He questioned the timing of the ED move, which comes days before the October 21 assembly polls.
Pawar is the second prominent politician from the state to be faced with the ED probe.
On August 22, Maharashtra Navnirman Sena chief Raj Thackeray was grilled by the agency in a money laundering case.
"I will be mostly out of Mumbai for the Assembly poll campaign. The ED officials shouldn't misunderstand that I am unavailable. I will go to the agency's office in Mumbai and give them whatever information they want," Pawar told reporters in Mumbai.
The ED filed the money laundering case against Pawar, his nephew Ajit Pawar and 70 others in the bank scam on the directions of the Bombay high court.
Pawar said he has not received any notice from the ED yet, but has come across the Press statement the agency has issued.
"Now that such a decision has been taken, it is my duty to cooperate with them. And therefore, I have decided to go there on my own," Pawar said.
"Maharashtra follows the ideology of Chhatrapati Shivaji Maharaj. We don't know bowing down before the Delhi takht (throne)," Pawar said.
Asked if he smelt vendetta politics behind the ED's action, the veteran leader noted the move comes when the polls are near and nominations are to be filed after two days.
"This development (ED action) has taken place at such a juncture. People understand what is there in this," the NCP patriarch said.
The Rajya Sabha MP reiterated he has never been associated with the bank either as a member or director.
"I have never been part of the bank's decision-making," Pawar said.
The leader also said that he was arrested only once in his life, in 1980 in Vidarbha's Amravati, after he led a protest march over an agrarian issue.
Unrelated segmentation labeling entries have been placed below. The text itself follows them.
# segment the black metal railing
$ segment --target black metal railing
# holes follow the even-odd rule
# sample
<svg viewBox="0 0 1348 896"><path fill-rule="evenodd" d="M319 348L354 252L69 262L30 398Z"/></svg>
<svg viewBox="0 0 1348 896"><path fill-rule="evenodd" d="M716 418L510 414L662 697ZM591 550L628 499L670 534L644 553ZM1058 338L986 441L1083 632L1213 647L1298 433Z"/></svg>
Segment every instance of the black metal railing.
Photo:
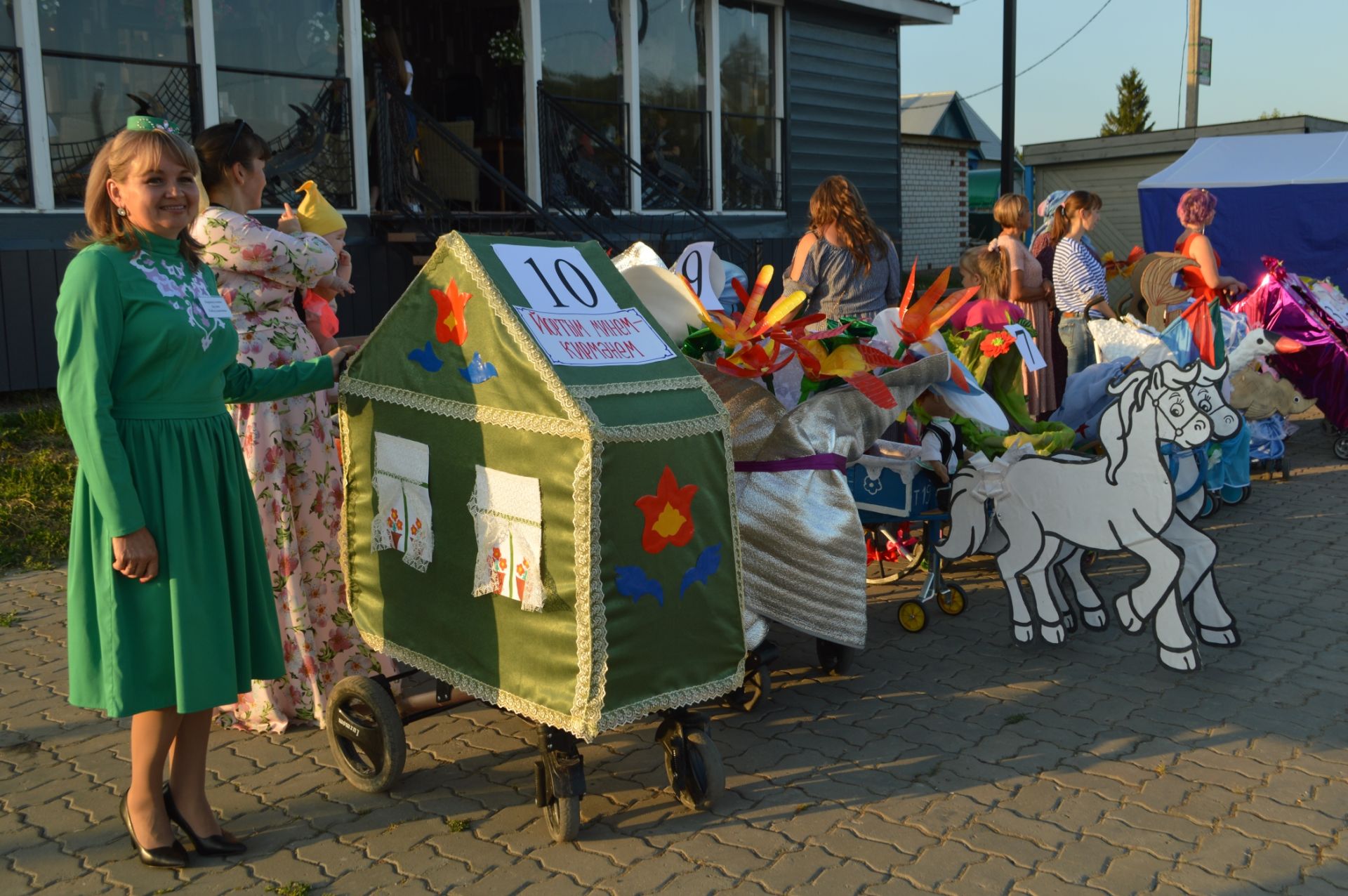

His nephew and former Maharashtra Deputy Chief Minister Ajit Pawar said there was no scam and added the NCP president was nowhere related or involved in the matter.
"Is it possible there is Rs 25,000 crore scam -- as is being said -- in the bank whose deposits were between Rs 12,000 crore to Rs 13,000 crore?" he said.
Ajit Pawar said the bank was still making profit and questioned how come it was possible for the bank to register such a performance in the wake of the alleged scam.
"The matter should be probed," he said.
Meanwhile, Maharashtra Chief Minister Devendra Fadnavis said the ED registered the case based on Bombay high court's directive and said the step should not be ascribed to political vendetta.
"It would be wrong to attribute a political motive for the ED action and call it a political vendetta (by the Bharatiya Janata Party government)," Fadnavis told reporters.
The registration of the case against Pawar had NCP workers stage protests in parts of the poll-bound state, including in Aurangabad, Solapur, Beed, Thane, Nashik and his home turf Baramati.
The ED has filed a money laundering case against Pawar and others in connection with the Maharashtra State Cooperative Bank (MSCB) scam case, officials said on Tuesday.
An Enforcement Case Information Report, equivalent to a police first information report, has been registered by the central agency under the Prevention of Money Laundering Act, they said.
The case is based on a Mumbai Police FIR which had named former chairmen of the bank, Ajit Pawar and 70 former functionaries of the cooperative bank.